His forthcoming collection Mutiny is a rebellion, a subversion, an onslaught. In poems that rebuke classical mythos and western canonical figures, and embrace Afro-Diasporanfolk and spiritual imagery, Williams conjures the hell of being erased, exploited, and ill-imagined and then, through a force and generosity of vision, propels himself into life, selfhood, and a path forward. Intimate, bold, and sonically mesmerizing, Mutiny addresses loneliness, desire, doubt, memory, and the borderline between beauty and tragedy.
In his debut collection Thief in the Interior, Williams investigates the dangers of desire, balancing narratives of addiction, murders, and hate crimes with passionate, uncompromising depth. Formal poems entrenched in urban landscapes crack open dialogues of racism and homophobia rampant in our culture. Multitudinous voices explore one’s ability to harm and be harmed, which uniquely juxtaposes the capacity to revel in both experiences.

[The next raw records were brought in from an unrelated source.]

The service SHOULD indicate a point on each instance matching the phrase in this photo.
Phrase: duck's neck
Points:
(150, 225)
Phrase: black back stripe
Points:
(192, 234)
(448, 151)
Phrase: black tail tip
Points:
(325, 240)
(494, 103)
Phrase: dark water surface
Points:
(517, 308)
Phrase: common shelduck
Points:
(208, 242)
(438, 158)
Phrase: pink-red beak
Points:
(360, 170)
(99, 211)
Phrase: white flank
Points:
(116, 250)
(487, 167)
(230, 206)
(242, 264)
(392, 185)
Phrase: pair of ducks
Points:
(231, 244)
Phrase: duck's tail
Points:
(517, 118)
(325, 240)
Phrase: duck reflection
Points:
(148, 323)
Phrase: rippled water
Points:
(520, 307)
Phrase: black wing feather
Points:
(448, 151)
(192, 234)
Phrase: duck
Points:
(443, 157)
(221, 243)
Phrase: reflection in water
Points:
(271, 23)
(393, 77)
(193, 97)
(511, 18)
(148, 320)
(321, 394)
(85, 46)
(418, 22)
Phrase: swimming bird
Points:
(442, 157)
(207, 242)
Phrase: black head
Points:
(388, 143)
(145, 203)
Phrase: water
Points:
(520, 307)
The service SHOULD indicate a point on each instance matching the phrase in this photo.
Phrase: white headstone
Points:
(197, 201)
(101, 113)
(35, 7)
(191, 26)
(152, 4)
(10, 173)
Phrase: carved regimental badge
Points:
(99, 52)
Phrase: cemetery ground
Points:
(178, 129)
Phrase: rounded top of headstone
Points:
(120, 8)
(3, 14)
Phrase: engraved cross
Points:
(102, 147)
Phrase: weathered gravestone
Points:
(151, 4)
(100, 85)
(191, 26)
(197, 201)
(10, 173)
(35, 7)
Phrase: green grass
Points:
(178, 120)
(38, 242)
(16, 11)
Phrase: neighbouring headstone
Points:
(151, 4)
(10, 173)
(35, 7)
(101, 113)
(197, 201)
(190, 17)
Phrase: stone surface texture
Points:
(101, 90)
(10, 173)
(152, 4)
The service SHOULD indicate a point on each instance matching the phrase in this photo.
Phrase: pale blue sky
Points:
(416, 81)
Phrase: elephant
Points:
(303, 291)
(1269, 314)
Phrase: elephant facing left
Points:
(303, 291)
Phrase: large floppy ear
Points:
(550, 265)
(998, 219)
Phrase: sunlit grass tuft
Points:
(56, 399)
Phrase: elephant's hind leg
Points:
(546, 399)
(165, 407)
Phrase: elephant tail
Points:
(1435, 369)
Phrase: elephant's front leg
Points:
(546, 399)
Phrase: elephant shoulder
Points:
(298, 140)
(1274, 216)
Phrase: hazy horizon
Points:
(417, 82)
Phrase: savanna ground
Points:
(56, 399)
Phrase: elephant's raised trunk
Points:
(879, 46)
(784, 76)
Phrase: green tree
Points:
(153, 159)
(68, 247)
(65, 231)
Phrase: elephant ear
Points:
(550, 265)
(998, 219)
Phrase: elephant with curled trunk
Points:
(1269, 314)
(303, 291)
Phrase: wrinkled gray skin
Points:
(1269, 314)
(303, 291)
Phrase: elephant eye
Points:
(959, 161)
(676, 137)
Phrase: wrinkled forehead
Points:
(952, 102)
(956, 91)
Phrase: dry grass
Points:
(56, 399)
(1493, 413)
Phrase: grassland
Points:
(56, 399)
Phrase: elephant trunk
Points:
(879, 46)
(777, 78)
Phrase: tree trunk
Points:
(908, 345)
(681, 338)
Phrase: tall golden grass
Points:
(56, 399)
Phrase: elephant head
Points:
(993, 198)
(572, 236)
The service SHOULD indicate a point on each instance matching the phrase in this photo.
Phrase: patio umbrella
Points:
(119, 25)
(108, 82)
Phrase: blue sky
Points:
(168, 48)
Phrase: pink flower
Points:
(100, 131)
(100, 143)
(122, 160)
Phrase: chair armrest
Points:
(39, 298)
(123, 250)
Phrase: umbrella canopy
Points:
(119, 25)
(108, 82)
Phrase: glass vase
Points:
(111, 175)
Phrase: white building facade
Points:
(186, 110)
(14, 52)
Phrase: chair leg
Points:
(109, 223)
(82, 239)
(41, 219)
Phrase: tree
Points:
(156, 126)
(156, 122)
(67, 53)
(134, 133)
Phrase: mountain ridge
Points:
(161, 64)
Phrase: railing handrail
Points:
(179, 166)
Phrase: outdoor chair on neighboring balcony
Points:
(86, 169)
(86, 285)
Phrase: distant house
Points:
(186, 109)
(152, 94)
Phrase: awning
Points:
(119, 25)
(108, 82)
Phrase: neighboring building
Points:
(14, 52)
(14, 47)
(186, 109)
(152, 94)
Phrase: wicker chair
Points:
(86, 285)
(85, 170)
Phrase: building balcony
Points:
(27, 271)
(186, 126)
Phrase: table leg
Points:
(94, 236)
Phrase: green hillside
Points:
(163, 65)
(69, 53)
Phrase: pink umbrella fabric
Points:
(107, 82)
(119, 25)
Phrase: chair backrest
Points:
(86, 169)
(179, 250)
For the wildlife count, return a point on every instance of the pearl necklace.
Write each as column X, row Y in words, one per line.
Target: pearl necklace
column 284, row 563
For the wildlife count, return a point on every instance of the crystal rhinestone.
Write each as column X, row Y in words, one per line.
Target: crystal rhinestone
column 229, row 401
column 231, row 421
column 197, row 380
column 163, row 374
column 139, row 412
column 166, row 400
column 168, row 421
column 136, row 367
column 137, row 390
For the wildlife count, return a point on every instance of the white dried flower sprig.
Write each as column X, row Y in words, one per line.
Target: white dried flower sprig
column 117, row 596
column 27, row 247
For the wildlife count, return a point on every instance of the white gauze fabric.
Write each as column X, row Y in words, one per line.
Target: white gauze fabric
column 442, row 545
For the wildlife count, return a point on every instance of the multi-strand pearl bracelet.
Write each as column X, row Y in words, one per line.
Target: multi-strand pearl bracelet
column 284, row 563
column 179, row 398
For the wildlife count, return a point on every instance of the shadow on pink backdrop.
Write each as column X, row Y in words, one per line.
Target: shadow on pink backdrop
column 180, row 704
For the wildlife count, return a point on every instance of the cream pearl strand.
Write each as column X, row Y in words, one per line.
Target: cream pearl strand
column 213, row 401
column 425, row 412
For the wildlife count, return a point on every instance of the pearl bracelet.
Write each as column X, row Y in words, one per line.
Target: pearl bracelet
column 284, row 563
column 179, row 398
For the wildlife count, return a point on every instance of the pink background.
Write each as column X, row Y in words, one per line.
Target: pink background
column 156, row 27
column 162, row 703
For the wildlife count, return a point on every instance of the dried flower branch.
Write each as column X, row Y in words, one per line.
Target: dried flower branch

Of Thief in the Interior, Los Angeles Book Review noted, “The seasoned reader of poetry will be impressed that Thief in the Interior is Phillip B. Williams’s first collection. His control of the line is masterful, and his syntax eschews, for the most part, direct or simple delivery of language, creating a formal and solemn tone that scores the emotional pitches of the book.” Author Adrian Matejka notes, “Williams’s poems embody balance: uncompromising and magnetic, surprising and intuitive. Need is everywhere―in the unforgiving images, in lines so delicate they seem to break apart in the hands, and in the reader who will enter these poems and never want to leave.”
Williams’s work has appeared or is forthcoming in Boston Review, Callaloo, Kenyon Review, The New Republic, The New Yorker, and others. He is the recipient of a 2020 creative writing grant from the National Endowment for the Arts, a 2017 Whiting Award, and a 2013 Ruth Lilly Fellowship. He serves as a faculty member at Bennington College and Randolph College low-res MFA.